“Lo mejor será que bailemos
¿Y qué nos juzguen de locos, Señor Conejo?
¿Usted conoce cuerdos felices?
Tiene usted razón. ¡Bailemos!”
Lewis Carroll. Alicia en el país de las maravillas.
“¡Qué rarita es esta niña!”
¡Cuántas veces habrían pronunciado esa frase mis padres! Al principio, cuando creían que no los oía; más tarde, ni se molestaban en disimular en mi presencia. Me comparaban constantemente con mis hermanas. Raquel, la mayor, tan formal y tranquila. Mónica, la pequeña, tan adorable y simpática. Y yo, siempre en medio, siempre teniendo la impresión de romper esa felicidad tan de postal de la que hubiesen podido gozar si no fuese por mi presencia.
Mis dedos eran asquerosos. Me mordía tanto las uñas que no me quedaba piel, y el resultado era como unas porras sangrientas, a veces infectadas. Me dolía horrores y aún así era incapaz de dejar de autoinfligirme ese castigo. Era mi penitencia por no ser “normal”. El dolor físico de los dedos en carne viva me hacía olvidar el dolor del alma por no comprender qué pasaba conmigo.
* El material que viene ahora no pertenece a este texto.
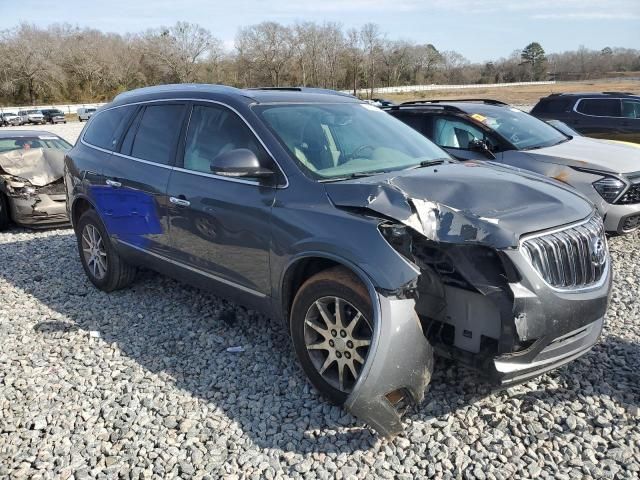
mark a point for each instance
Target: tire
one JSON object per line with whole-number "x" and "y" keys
{"x": 5, "y": 219}
{"x": 352, "y": 348}
{"x": 115, "y": 273}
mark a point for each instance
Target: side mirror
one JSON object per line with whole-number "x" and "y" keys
{"x": 481, "y": 146}
{"x": 240, "y": 162}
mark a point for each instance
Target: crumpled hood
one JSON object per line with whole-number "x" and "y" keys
{"x": 465, "y": 202}
{"x": 592, "y": 154}
{"x": 39, "y": 166}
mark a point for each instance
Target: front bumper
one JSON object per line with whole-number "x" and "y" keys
{"x": 514, "y": 369}
{"x": 539, "y": 329}
{"x": 39, "y": 210}
{"x": 622, "y": 218}
{"x": 397, "y": 371}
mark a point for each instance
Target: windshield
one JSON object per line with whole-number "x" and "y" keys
{"x": 521, "y": 129}
{"x": 333, "y": 141}
{"x": 26, "y": 143}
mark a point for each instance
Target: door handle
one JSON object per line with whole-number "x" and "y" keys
{"x": 181, "y": 202}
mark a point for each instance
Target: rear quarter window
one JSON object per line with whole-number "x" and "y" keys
{"x": 553, "y": 105}
{"x": 105, "y": 127}
{"x": 599, "y": 107}
{"x": 157, "y": 134}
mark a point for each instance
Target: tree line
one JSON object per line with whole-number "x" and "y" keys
{"x": 63, "y": 63}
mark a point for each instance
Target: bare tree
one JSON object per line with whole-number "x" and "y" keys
{"x": 354, "y": 57}
{"x": 372, "y": 45}
{"x": 68, "y": 63}
{"x": 267, "y": 45}
{"x": 179, "y": 48}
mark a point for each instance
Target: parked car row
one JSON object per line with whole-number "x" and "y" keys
{"x": 42, "y": 116}
{"x": 607, "y": 174}
{"x": 379, "y": 237}
{"x": 33, "y": 117}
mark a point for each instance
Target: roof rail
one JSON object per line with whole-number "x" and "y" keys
{"x": 286, "y": 89}
{"x": 325, "y": 91}
{"x": 449, "y": 108}
{"x": 488, "y": 101}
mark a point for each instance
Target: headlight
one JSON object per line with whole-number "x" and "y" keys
{"x": 609, "y": 188}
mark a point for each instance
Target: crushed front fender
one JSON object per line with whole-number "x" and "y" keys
{"x": 398, "y": 368}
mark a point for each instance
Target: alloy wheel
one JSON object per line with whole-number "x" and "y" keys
{"x": 95, "y": 254}
{"x": 337, "y": 337}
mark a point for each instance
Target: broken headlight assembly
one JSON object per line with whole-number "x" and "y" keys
{"x": 609, "y": 188}
{"x": 398, "y": 237}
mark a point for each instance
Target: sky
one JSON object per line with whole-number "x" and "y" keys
{"x": 479, "y": 29}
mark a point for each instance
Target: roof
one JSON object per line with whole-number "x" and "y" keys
{"x": 26, "y": 133}
{"x": 258, "y": 95}
{"x": 459, "y": 106}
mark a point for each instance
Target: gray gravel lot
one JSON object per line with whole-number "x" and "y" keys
{"x": 139, "y": 384}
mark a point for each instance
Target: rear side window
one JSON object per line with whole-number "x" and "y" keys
{"x": 105, "y": 128}
{"x": 600, "y": 107}
{"x": 157, "y": 133}
{"x": 630, "y": 109}
{"x": 555, "y": 105}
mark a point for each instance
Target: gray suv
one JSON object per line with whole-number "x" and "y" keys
{"x": 606, "y": 173}
{"x": 370, "y": 243}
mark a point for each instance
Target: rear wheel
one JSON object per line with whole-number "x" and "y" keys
{"x": 332, "y": 328}
{"x": 101, "y": 262}
{"x": 4, "y": 213}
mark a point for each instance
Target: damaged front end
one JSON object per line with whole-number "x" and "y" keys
{"x": 33, "y": 184}
{"x": 487, "y": 292}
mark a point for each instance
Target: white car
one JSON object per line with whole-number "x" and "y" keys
{"x": 31, "y": 116}
{"x": 85, "y": 113}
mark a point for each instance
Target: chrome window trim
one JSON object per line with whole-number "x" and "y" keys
{"x": 188, "y": 99}
{"x": 594, "y": 286}
{"x": 195, "y": 270}
{"x": 575, "y": 107}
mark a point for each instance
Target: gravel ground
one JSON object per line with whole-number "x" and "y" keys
{"x": 139, "y": 384}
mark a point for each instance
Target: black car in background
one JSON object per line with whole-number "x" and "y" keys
{"x": 607, "y": 115}
{"x": 53, "y": 115}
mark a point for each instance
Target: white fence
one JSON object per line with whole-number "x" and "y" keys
{"x": 68, "y": 109}
{"x": 420, "y": 88}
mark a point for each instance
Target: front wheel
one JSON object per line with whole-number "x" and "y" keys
{"x": 101, "y": 262}
{"x": 332, "y": 328}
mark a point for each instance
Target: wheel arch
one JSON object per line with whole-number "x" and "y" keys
{"x": 303, "y": 266}
{"x": 78, "y": 207}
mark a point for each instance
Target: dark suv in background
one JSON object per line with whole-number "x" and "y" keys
{"x": 372, "y": 245}
{"x": 607, "y": 115}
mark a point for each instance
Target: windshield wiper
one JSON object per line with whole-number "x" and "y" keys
{"x": 435, "y": 161}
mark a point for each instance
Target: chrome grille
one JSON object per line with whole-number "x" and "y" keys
{"x": 573, "y": 257}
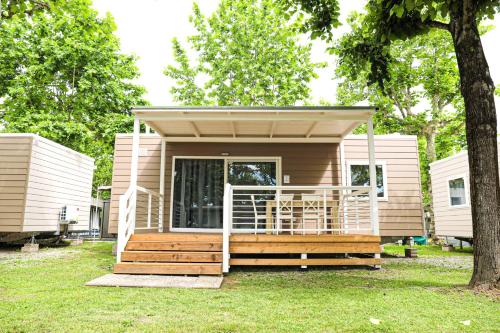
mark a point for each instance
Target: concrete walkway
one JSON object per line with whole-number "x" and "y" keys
{"x": 157, "y": 281}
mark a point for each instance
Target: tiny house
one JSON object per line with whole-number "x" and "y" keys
{"x": 217, "y": 187}
{"x": 44, "y": 187}
{"x": 451, "y": 196}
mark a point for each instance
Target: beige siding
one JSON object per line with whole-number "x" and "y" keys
{"x": 58, "y": 176}
{"x": 401, "y": 214}
{"x": 450, "y": 221}
{"x": 306, "y": 164}
{"x": 14, "y": 162}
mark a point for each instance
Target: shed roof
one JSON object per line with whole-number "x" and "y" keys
{"x": 254, "y": 124}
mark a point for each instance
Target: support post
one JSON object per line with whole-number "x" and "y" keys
{"x": 373, "y": 182}
{"x": 134, "y": 165}
{"x": 161, "y": 203}
{"x": 226, "y": 227}
{"x": 373, "y": 179}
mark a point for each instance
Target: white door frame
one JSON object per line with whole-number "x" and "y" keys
{"x": 227, "y": 160}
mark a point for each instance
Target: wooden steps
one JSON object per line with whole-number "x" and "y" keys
{"x": 172, "y": 254}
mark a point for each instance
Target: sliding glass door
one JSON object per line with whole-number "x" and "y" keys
{"x": 198, "y": 188}
{"x": 198, "y": 194}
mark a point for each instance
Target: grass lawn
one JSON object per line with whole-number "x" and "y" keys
{"x": 47, "y": 295}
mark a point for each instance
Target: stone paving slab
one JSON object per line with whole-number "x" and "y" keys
{"x": 157, "y": 281}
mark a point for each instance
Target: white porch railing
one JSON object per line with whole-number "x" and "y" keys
{"x": 296, "y": 210}
{"x": 139, "y": 209}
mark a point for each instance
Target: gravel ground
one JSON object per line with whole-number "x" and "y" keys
{"x": 460, "y": 262}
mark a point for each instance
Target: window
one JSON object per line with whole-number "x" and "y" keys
{"x": 359, "y": 175}
{"x": 456, "y": 189}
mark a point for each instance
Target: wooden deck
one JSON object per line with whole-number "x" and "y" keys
{"x": 201, "y": 254}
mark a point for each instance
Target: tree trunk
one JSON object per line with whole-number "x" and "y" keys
{"x": 430, "y": 149}
{"x": 481, "y": 129}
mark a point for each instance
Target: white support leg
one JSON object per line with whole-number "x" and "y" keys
{"x": 303, "y": 256}
{"x": 373, "y": 182}
{"x": 161, "y": 204}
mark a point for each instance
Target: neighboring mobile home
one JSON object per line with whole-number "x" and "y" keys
{"x": 451, "y": 199}
{"x": 259, "y": 186}
{"x": 39, "y": 180}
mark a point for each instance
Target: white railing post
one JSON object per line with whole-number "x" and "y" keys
{"x": 356, "y": 203}
{"x": 149, "y": 211}
{"x": 122, "y": 212}
{"x": 161, "y": 199}
{"x": 278, "y": 211}
{"x": 226, "y": 227}
{"x": 325, "y": 213}
{"x": 373, "y": 178}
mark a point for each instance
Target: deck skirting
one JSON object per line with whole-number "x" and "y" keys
{"x": 201, "y": 254}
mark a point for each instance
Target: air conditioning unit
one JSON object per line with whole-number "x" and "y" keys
{"x": 69, "y": 215}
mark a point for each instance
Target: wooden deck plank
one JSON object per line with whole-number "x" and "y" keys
{"x": 173, "y": 246}
{"x": 305, "y": 238}
{"x": 168, "y": 268}
{"x": 268, "y": 247}
{"x": 305, "y": 262}
{"x": 174, "y": 236}
{"x": 166, "y": 256}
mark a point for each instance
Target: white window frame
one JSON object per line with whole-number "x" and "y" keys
{"x": 381, "y": 163}
{"x": 226, "y": 159}
{"x": 466, "y": 190}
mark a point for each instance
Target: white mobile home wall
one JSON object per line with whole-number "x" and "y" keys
{"x": 37, "y": 178}
{"x": 451, "y": 221}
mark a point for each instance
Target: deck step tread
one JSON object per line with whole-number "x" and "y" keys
{"x": 174, "y": 246}
{"x": 168, "y": 268}
{"x": 176, "y": 237}
{"x": 172, "y": 256}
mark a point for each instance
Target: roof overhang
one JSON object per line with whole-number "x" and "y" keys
{"x": 254, "y": 124}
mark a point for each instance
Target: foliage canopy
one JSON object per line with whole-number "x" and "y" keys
{"x": 248, "y": 54}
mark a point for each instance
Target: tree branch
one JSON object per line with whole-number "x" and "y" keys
{"x": 437, "y": 24}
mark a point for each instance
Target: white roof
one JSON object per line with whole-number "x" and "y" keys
{"x": 254, "y": 124}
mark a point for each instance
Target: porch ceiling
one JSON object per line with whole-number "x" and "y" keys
{"x": 253, "y": 124}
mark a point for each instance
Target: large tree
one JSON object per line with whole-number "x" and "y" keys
{"x": 390, "y": 20}
{"x": 248, "y": 54}
{"x": 62, "y": 75}
{"x": 422, "y": 96}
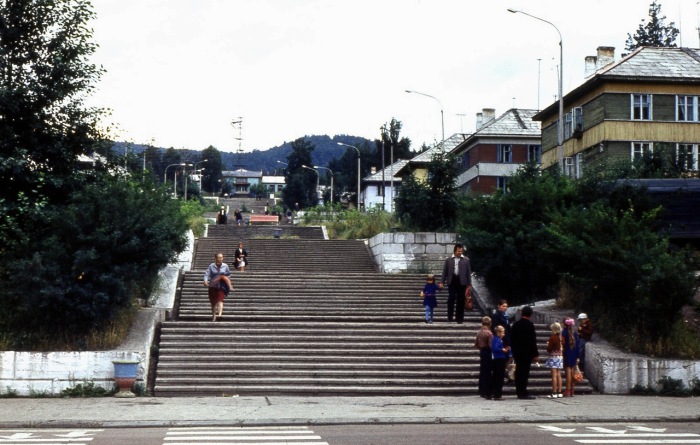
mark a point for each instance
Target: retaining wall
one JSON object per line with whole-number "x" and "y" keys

Cuando ya no podía seguir desprendiéndome de trozos de uñas y pieles, empezaba con el pelo. Mechones enteros, de raíz. Ni los bofetones ni los zapatillazos servían para frenar mi compulsión. Eran los ochenta. En mi entorno, a los críos se les educaba a base de castigos.
“¡Loca! ¡Estás loca!”
La frase de mi madre retumbó como una onda expansiva. Yo no era más que una adolescente perdida en un mundo demasiado grande. Pero ella, Doña Perfecta, no podía permitir que su hija no fuese lo que ella consideraba un dechado de virtudes. Se avergonzaba de mí. Apenas me dirigía la palabra si no era para recriminarme cualquier cosa que hubiese dicho o hecho.
Tardé muchos años en entender, y en entenderme. Empecé a liberarme cuando por fin asumí que nunca, jamás, podría complacer a mis padres. Que éramos demasiado opuestos. Que debía tomar mi tren sin ellos. Sola, pero aliviada, decidí, como dice la canción, “pintar mi alma como alas de mariposa”. El espectáculo debe continuar.
Tuve suerte, lo reconozco. Salir del entorno tóxico de mi antiguo hogar y conocer gente abierta de mente y espíritu fue como volver a nacer. Me ayudaron a tratar mis ansiedades. Descubrieron el porqué de mis angustias. La música me salvó la vida. Tengo una canción que me ayuda a respirar cada vez que me siento sobrepasada. Es curioso. Alguien a quien nunca conoceré, hace varias décadas, en otro idioma distinto al mío y a muchos kilómetros de aquí escribió un tema que me conecta mentalmente con él. Mis padres, si lo leyesen, dirían de nuevo que estoy loca. No importa. He hecho de mis defectos inspiraciones, y he descubierto fortalezas que jamás supe que tenía. Por fin podía manejar mi vida.
Por eso, cuando tuve que buscarme un alter ego, un nombre artístico, no lo dudé ni un instante: Alicia. Esa soy yo ahora. Pero, sobre todo, soy feliz.